High-Rate, High-Fee Home Loans

If you’re refinancing your mortgage or applying for a home equity installment loan, you may have protections under the Home Ownership and Equity Protection Act (HOEPA). This law deals with deceptive and unfair practices in home equity lending, and includes requirements for certain loans with high rates or high fees. These loans also are called “Section 32 Mortgages” after the section of the law that addresses them.


A loan is covered by HOEPA if it meets the following criteria:

  • for the original mortgage on the property, the annual percentage rate (APR) exceeds the rates on Treasury securities of comparable maturity by more than eight percentage points;
  • for a second mortgage, the APR exceeds the rates on Treasury securities of comparable maturity by more than 10 percentage points; or
  • the total fees and points payable by the borrower at or before closing exceed the larger of $625 or eight percent of the total loan amount. (The $625 figure is for 2013. This amount is adjusted annually by the Consumer Financial Protection Bureau, based on changes in the Consumer Price Index.) Credit insurance premiums written in connection with the transaction are counted as fees.
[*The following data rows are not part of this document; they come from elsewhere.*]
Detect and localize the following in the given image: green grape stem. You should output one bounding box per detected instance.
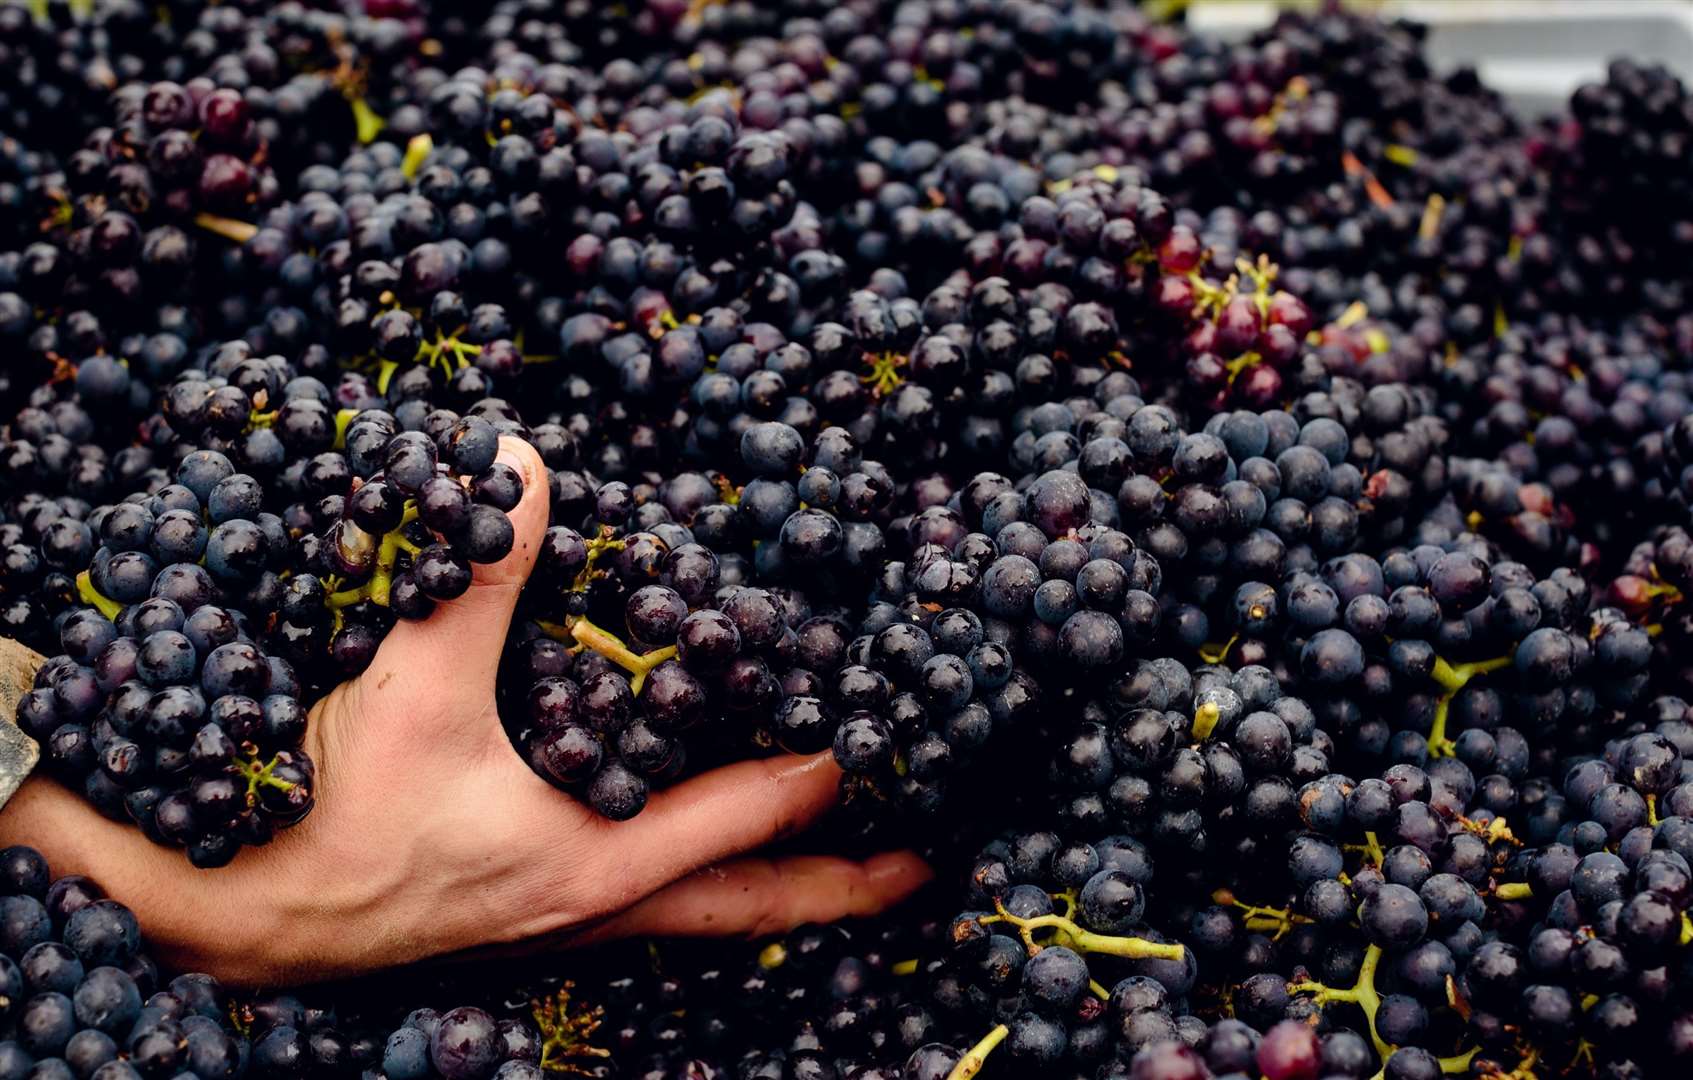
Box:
[1433,1048,1481,1077]
[416,330,483,378]
[232,752,298,805]
[349,96,386,145]
[1185,269,1235,320]
[248,406,358,442]
[332,407,359,449]
[859,350,908,396]
[1190,700,1222,741]
[536,617,676,696]
[1289,944,1390,1062]
[401,133,434,180]
[1236,254,1280,319]
[1342,830,1385,869]
[1287,945,1475,1077]
[370,331,482,393]
[1470,1047,1541,1080]
[323,505,421,613]
[980,899,1186,962]
[193,213,259,245]
[530,985,610,1075]
[1196,632,1238,666]
[1427,653,1512,757]
[75,571,122,621]
[1211,888,1309,940]
[572,529,627,593]
[1222,350,1262,386]
[944,1024,1008,1080]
HOEPA does not cover loans to buy or build your home, reverse mortgages, or home equity lines of credit.

Disclosure Requirements

If your loan meets the HOEPA criteria, the lender must give you several disclosures at least three business days before closing on the loan:

  • A written notice stating that the loan does not need to be finalized, even though you’ve signed the application and received the required disclosures. You have three business days to decide whether to sign the loan agreement after you receive the Section 32 disclosures.
  • The notice must warn you that, because the lender will have a mortgage on your home, you could lose the residence and any money you put into it if you don’t make the payments.
  • The APR, the regular payment amount (including any balloon payment), and, in a mortgage refinancing, the loan amount (plus when the amount borrowed includes credit insurance premiums, that fact must be stated). For variable rate loans, the lender must disclose that the rate and monthly payment may increase, and the amount of the maximum monthly payment.

Banned Features

High-rate, high-fee loans ban the following:

  • Balloon payments — when the regular payments do not pay off the principal balance and a lump sum payment of more than twice the amount of the regular payments is required — for loans with less than five-year terms. One exception: Balloon payments for bridge loans of less than one year that are used to buy or build a home are allowed.
  • Negative amortization — an increase in the balance of a loan caused by adding unpaid interest to the loan balance. This occurs when the regularly scheduled payment does not cover the interest due.
  • Default interest rates that are higher than pre-default rates.
  • Rebates of interest upon default that are calculated by any method less favorable than the actuarial method.
  • A repayment schedule that consolidates more than two regularly scheduled payments that are to be paid in advance from the proceeds of the loan.
  • Most prepayment penalties, including refunds of unearned interest calculated by any method less favorable than the actuarial method. The exception is if:
    • the lender verifies that your total monthly debt (including the mortgage) is 50 percent or less of your monthly gross income;
    • you get the money to prepay the loan from a source other than the lender or an affiliate lender;
    • the lender exercises the penalty clause during the first two years after the start of the mortgage; and
    • the amount of the regularly scheduled payment for principal and interest cannot change during the first four years after the start of the loan.
  • A due-on-demand clause, except if:
    • you commit fraud or deliberately hide or falsify facts related to the loan;
    • you don’t repay the loan according to the terms of the agreement; or
    • you take any action that adversely affects the creditor’s security.

Lenders also may not:

  • make loans based on the collateral value of your property without considering your ability to repay the loan as of the start of the loan, including your current and reasonably expected income, employment, assets other than the collateral, and current obligations (including those related to mortgages). In addition, proceeds for home improvement loans must be disbursed directly to you, jointly to you and the home improvement contractor or, in some instances, to the escrow agent.
  • refinance a HOEPA loan into another HOEPA loan within the first 12 months of origination, unless the new loan is in your best interest. This rule also applies to assignees (persons or entities) holding or servicing the loan.
  • wrongfully document a closed-end, high-cost loan as an open-end loan. For example, a high-cost mortgage may not be structured as a home equity line of credit if there is no reasonable expectation that additional transactions will occur.

If a Lender Violates the Law

You may have the right to sue a lender that violates HOEPA requirements. If you win, you may be able to recover statutory and actual damages, court costs and attorney’s fees. In addition, you may be able to cancel the loan for up to three years after you closed on the loan.